O noivo, de poucas palavras, estava mais mudo que de costume
e respondia com alguma dificuldade. Eu procurava auxiliar demonstrando o
entusiasmo de que estava possuída por transferir-me para o nordeste, pela
primeira vez deixando aquele clã tão fechado. Uma aventura mesmo.
Tudo ia se passando muito bem até que o Tio perguntou se já havíamos
tratado de alugar casa. Ao ouvir do noivo que a FAB fornecia casa aos oficiais notei,
pelo tom da próxima pergunta feita que a
resposta iria funcionar como um estopim dando início de um dos acessos de fúria
costumeiros: De graça?! Ao ouvir a
confirmação desta benesse, o Tio entre dentes formula outra pergunta: E quanto você irá ganhar como segundo
tenente?
Incauto sem ideia do que estava por vir o noivo informa
quantia que não era lá muito significativa, mas que causou um efeito
devastador no Tio que já num tom de voz bem mais alto dirige-se a mulher: veja só, minha mulher, enquanto nós, pessoas
de bem, temos que nos esforçar por ganhar a vida, um fedelho que ainda tem
cheiro de leite azedo recebe uma fábula para passear de aviãozinho e ainda tem
casa de graça. A Tia sorri pouco preocupada com a tempestade que se armava
e responde um distraído: ora, meu nego,
bom para eles, não é?
Agora aos berros o Tio declara que se era bom para eles era
péssimo para os outros mortais que não dispunham das facilidades com que estes
vadios se locupletavam ao começar a vida. O noivo, pálido (de raiva) caiu na
armadilha e respondeu que oficiais aviadores eram pessoas dignas e que cumpriam
tarefas nobres jamais exigidas aos civis, ignorando o ponta-pé de alerta que
lhe mandei por baixo da mesa. Apoplético o Tio arremessa os talheres sobre o
prato e se levanta para iniciar o discurso em que as forças armadas brasileiras
seriam execradas. Iniciou por uma pergunta: se
um misero segundo tenente ganha esta fábula quanto não ganhará um brigadeiro?

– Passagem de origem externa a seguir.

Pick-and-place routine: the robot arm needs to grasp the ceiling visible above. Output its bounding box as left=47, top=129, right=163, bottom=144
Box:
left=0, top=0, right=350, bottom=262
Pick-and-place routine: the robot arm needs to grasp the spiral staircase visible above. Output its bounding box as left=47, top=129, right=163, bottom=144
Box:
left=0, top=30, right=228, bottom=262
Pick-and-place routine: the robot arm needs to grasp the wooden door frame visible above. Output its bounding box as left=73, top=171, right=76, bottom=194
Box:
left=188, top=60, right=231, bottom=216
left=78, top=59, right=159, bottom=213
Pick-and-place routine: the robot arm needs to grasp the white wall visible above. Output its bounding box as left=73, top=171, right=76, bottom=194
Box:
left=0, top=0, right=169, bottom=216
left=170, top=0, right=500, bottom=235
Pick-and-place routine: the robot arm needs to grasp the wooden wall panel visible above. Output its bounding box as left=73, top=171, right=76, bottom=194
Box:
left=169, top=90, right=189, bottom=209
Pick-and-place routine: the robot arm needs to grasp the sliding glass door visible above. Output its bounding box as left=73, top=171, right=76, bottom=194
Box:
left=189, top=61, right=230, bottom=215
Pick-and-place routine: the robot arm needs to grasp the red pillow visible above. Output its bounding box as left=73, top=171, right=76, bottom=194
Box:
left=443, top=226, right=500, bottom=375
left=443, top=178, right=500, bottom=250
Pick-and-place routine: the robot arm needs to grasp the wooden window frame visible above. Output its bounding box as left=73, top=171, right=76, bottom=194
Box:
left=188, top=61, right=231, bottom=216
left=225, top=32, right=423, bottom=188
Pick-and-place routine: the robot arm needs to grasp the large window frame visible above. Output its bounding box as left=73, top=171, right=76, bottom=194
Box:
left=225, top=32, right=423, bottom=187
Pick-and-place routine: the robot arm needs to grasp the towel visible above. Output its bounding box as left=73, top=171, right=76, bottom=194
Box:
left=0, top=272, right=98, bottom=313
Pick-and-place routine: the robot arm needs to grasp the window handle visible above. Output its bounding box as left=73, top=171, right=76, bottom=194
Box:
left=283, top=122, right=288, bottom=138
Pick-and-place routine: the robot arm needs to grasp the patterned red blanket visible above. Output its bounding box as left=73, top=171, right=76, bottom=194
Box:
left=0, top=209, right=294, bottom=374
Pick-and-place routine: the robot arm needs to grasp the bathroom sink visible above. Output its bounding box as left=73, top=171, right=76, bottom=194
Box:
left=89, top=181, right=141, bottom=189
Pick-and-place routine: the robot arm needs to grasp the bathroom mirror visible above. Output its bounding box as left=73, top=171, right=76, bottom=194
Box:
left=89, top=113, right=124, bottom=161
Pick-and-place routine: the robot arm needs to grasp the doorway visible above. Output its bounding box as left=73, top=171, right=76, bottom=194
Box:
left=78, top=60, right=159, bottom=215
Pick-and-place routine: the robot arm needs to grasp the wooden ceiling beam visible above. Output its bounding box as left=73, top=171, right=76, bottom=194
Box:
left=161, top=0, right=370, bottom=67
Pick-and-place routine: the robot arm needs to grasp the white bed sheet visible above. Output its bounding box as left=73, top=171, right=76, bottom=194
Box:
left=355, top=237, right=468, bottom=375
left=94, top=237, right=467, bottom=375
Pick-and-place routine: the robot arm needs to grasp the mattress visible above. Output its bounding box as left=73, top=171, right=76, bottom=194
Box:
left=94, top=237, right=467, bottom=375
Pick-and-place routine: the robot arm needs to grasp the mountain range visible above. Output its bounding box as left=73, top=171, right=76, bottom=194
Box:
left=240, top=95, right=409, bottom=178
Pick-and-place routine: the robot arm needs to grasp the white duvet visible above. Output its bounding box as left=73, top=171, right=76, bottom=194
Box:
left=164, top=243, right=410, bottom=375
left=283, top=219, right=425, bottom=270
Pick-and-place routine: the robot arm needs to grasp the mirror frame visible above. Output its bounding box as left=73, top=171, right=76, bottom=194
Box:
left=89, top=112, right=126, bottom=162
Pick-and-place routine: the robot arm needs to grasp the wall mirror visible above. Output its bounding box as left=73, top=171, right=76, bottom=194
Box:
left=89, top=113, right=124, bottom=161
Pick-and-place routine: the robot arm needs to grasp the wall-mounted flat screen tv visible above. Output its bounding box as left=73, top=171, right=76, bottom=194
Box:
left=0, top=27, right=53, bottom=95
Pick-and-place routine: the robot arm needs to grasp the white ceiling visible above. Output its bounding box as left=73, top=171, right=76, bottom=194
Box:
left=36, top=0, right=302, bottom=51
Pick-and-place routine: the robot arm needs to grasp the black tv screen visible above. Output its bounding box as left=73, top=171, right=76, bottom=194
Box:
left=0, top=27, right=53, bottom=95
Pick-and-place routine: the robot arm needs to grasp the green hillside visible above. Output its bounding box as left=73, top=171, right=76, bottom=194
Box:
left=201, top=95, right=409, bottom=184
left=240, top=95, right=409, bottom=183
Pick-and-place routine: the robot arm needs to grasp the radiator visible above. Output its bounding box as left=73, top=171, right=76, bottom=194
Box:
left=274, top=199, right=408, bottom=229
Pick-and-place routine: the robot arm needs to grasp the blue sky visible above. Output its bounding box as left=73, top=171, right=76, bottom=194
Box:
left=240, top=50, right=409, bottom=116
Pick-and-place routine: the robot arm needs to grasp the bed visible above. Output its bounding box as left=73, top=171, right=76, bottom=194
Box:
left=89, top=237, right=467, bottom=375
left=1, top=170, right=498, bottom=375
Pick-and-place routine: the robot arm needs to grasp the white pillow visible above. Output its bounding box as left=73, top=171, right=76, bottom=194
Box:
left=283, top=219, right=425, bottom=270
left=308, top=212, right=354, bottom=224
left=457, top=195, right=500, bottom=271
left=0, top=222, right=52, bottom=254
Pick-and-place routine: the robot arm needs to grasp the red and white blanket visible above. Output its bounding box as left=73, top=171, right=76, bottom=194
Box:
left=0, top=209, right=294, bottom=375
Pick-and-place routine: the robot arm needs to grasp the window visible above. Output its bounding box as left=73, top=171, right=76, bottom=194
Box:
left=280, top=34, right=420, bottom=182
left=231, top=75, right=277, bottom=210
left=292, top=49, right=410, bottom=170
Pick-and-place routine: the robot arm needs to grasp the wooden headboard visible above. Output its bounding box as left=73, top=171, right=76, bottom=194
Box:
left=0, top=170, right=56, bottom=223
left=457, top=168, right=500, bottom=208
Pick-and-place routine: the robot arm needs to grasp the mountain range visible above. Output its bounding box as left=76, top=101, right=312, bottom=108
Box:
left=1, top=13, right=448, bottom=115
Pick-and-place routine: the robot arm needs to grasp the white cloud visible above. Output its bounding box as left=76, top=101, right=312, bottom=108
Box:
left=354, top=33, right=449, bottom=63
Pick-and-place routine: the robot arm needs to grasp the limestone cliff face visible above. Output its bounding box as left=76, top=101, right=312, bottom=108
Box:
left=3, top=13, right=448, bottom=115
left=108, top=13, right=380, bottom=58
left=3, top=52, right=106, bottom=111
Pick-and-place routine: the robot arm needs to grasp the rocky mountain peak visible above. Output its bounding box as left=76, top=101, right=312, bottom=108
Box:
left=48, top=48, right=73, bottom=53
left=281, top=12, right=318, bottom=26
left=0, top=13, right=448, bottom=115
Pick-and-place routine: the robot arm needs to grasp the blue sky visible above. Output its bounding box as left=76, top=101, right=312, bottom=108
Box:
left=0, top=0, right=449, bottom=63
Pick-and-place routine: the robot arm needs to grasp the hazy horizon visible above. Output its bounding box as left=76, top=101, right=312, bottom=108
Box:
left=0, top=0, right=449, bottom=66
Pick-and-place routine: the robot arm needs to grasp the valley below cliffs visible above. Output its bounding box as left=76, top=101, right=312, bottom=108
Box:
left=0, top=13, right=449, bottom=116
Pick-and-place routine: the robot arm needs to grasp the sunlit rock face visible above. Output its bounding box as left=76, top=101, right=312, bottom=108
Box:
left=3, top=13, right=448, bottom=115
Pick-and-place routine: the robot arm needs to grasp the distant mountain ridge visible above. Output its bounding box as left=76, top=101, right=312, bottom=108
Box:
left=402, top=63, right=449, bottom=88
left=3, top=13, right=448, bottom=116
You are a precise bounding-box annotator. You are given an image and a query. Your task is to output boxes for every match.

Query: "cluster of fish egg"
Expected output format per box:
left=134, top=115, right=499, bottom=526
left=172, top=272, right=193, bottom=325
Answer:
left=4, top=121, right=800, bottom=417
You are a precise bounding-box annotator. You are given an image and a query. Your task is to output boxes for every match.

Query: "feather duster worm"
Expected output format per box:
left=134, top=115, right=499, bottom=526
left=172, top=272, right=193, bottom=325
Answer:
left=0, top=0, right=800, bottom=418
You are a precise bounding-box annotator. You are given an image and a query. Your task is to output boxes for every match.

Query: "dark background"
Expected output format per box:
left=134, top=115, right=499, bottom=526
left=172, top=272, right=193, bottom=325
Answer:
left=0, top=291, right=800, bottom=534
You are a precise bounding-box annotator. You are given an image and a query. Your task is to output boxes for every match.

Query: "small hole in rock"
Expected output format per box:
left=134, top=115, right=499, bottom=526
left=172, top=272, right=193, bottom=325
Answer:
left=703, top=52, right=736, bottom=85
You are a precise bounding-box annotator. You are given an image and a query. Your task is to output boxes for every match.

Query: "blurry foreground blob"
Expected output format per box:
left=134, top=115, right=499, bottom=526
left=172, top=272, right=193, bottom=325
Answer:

A esta pergunta ele mesmo responde aos berros declarando uma
quantia astronômica com a qual investiu sobre o pobre noivo que a esta altura
também se levanta declarando que não estava ali para ser insultado. Uma
gargalhada soturna se faz ouvir e o Tio volta-se para mulher: veja só minha mulher, salafrários e ladrões
hoje em dia se acham com direito de se sentir insultados quando cidadãos
decentes os colocam nos devidos lugares! O noivo procurando se conter
dirige-se à Tia pedindo desculpas e informando que vai se retirar.
Não vi outro jeito senão o levantar-me e segui-lo. Somos perseguidos
pelo Tio empunhando um pãozinho que maneja como a uma espada aos gritos de: fujão! Covarde! Já na rua escutamos o
som de uma janela que se abre com violência emoldurando a figura do Tio aos
gritos: parasita da nação! Volte aqui,
seja homem! Passados sessenta anos ainda me espanto do casamento não ter
sido desfeito ali. Mesmo por que, naquele dia eu acrescentei a ofensa à injuria
rindo convulsivamente o invés de aliar-me à indignação do noivo.
A palavra “happening” usada para descrever acontecimentos inesperados surgiu muitos anos depois, mas para mim, e para toda família, estes
ataques eram exatamente isto e sempre foram julgados extremamente divertidos. E
o noivo, depois de marido, conformou-se. Nunca chegou à perfeição de rir
gostosamente, mas até conseguia sorrir quando num tom verdadeiramente carinhoso
o Tio Pediatra o saudava: e como vai este
meu querido sobrinho parasita? Ainda dilapidando os cofres públicos?